Pablo Escobar: Colombia will send 70 “cocaine-addicted hippos” to India and Mexico, according to the governor


Colombia plans to airlift dozens of its “cocaine-addicted hippos” – the descendants of drug trafficker Pablo Escobar’s private menagerie – to new homes in India and Mexico in a bid to control their burgeoning population, according to the local governor.

There are now between 130 and 160 hippos, according to the Colombian government, and they have spread far beyond Escobar’s former ranch, Hacienda Napoles, where they started as a population of just one male and three females.

The original hippos were part of a collection of exotic animals that Escobar amassed in the 1980s on his ranch about 250 kilometers (155 miles) from Medellín. After his death in 1993, authorities moved most of the other animals, but not the hippos, because they were too difficult to transport.

But they have since started reproducing rapidly, extending their range along the Magdalena River basin, and they now pose an environmental challenge and concern to nearby residents, authorities say.

A study published in the journal Nature warned that their number could reach 1,500 within two decades.

Previously, the authorities tried to control their population using castrations and “blows” with contraceptive darts. But contraceptive campaigns have had limited success.

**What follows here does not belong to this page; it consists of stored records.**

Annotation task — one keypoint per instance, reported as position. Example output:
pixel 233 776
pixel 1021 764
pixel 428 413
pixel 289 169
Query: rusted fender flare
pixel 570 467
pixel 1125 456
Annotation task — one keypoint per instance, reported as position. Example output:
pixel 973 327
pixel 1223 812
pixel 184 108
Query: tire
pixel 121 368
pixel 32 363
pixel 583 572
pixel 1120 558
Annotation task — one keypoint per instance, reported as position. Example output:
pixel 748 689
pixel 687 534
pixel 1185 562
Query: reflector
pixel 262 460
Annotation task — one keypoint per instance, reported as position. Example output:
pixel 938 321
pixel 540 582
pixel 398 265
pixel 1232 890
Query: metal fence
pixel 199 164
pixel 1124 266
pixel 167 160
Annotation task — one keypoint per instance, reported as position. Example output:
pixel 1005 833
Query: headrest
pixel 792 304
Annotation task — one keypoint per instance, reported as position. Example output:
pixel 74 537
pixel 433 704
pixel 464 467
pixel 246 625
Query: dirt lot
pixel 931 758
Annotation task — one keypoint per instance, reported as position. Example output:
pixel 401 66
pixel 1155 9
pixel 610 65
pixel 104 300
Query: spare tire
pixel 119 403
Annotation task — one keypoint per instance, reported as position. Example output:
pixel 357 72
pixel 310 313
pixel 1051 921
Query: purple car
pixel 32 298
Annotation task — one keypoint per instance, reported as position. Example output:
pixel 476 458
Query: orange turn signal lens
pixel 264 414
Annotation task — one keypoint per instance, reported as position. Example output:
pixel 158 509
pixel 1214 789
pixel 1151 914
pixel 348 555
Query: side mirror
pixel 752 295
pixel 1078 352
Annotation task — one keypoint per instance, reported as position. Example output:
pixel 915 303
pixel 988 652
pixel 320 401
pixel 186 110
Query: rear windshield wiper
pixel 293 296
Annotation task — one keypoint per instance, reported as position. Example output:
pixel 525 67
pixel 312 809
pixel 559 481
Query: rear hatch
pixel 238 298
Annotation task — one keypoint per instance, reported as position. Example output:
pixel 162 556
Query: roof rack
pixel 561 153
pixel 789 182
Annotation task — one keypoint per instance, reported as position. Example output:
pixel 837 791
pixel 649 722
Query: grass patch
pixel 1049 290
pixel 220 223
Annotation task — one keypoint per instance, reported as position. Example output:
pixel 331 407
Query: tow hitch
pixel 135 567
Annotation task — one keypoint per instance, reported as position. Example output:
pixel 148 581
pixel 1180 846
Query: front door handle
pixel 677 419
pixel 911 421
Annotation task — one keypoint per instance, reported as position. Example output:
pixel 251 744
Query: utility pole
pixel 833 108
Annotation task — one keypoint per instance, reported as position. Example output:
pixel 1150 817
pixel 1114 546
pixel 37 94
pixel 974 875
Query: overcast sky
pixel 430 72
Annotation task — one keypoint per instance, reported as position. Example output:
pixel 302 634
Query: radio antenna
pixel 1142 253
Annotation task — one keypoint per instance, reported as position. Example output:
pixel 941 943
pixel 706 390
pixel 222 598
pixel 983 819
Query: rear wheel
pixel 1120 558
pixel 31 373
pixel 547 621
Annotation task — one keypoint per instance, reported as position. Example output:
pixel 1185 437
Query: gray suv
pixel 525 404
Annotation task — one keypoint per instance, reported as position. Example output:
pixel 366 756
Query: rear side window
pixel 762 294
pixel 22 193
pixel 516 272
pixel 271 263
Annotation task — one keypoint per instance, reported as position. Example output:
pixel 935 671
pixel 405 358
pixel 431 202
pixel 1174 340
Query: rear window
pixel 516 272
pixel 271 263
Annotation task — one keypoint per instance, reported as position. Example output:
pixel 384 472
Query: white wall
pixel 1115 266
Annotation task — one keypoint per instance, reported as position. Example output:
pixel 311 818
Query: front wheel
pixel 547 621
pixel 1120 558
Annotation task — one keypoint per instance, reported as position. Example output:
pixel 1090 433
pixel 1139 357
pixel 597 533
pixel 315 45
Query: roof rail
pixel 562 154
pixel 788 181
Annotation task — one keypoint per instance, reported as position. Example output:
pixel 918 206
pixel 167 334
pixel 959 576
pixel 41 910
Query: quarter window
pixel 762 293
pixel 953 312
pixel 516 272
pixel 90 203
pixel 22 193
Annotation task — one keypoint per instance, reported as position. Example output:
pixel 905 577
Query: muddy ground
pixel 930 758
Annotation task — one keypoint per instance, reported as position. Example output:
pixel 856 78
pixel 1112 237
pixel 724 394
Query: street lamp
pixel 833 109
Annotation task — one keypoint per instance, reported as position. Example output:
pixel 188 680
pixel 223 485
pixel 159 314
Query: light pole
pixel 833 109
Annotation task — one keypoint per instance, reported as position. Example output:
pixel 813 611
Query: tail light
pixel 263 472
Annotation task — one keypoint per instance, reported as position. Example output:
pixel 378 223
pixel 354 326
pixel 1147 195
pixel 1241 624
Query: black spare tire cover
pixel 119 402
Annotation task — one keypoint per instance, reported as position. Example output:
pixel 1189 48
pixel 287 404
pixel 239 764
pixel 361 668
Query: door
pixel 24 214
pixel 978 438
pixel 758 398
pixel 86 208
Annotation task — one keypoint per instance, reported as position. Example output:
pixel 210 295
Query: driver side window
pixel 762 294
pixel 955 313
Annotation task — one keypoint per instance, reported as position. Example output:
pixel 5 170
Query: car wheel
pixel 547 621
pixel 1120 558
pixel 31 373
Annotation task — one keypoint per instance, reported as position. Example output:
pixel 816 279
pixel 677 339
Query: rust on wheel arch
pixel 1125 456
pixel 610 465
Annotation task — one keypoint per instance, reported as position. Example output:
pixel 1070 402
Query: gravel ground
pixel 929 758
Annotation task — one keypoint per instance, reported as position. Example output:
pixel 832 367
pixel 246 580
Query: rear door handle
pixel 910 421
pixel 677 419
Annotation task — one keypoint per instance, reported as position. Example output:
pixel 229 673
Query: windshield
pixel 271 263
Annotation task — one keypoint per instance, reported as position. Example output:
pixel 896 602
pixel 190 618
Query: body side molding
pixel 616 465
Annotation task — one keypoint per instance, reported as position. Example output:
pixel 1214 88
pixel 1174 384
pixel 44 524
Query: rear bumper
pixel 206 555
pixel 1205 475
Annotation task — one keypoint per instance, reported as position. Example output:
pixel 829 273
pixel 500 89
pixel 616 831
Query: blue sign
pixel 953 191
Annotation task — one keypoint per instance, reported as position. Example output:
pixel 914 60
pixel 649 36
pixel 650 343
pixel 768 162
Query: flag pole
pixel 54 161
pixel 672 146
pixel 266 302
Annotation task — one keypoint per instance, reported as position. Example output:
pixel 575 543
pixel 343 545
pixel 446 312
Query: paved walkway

There is now a plan to transfer 70 of the hippos to natural sanctuaries in India and Mexico, the governor of the province of Antioquia, where Hacienda Napoles is located, said in a statement. Tweeter.

A total of 70 hippos, a mix of males and females, are expected to be moved, including 60 to India and 10 to Mexico.

The technical term for this operation is “translocation”, Governor Aníbal Gaviria explained in an interview with Colombian media outlet Blu Radio, as it would involve moving the hippos from a country that was not their natural habitat to another that was not their natural habitat either. .

The goal was “to take them to countries where these institutions have the capacity to receive them, to (host) them properly and to control their reproduction,” Gaviria said.

Sending the hippos back to their native land in Africa was “not allowed”, Gaviria said.

Sending the hippos back to Africa risked doing more harm than good, both for the hippos themselves and for the local ecosystem, María Ángela Echeverry, a professor of biology at Javeriana University, previously told CNN.

“Whenever we move animals or plants from one place to another, we are also moving their pathogens, bacteria and viruses. And we could bring new diseases to Africa, not just for the hippos that are there in the wild, but new diseases for the whole African ecosystem that have not evolved with this type of disease,” Echeverry said.

In addition to reducing the number of hippos in Colombia, authorities hope to learn how to manage the remaining population, which is recognized as a potential tourist attraction.

The hippos will fly in specially designed boxes, Gaviria said in the radio interview, and will not be sedated at first.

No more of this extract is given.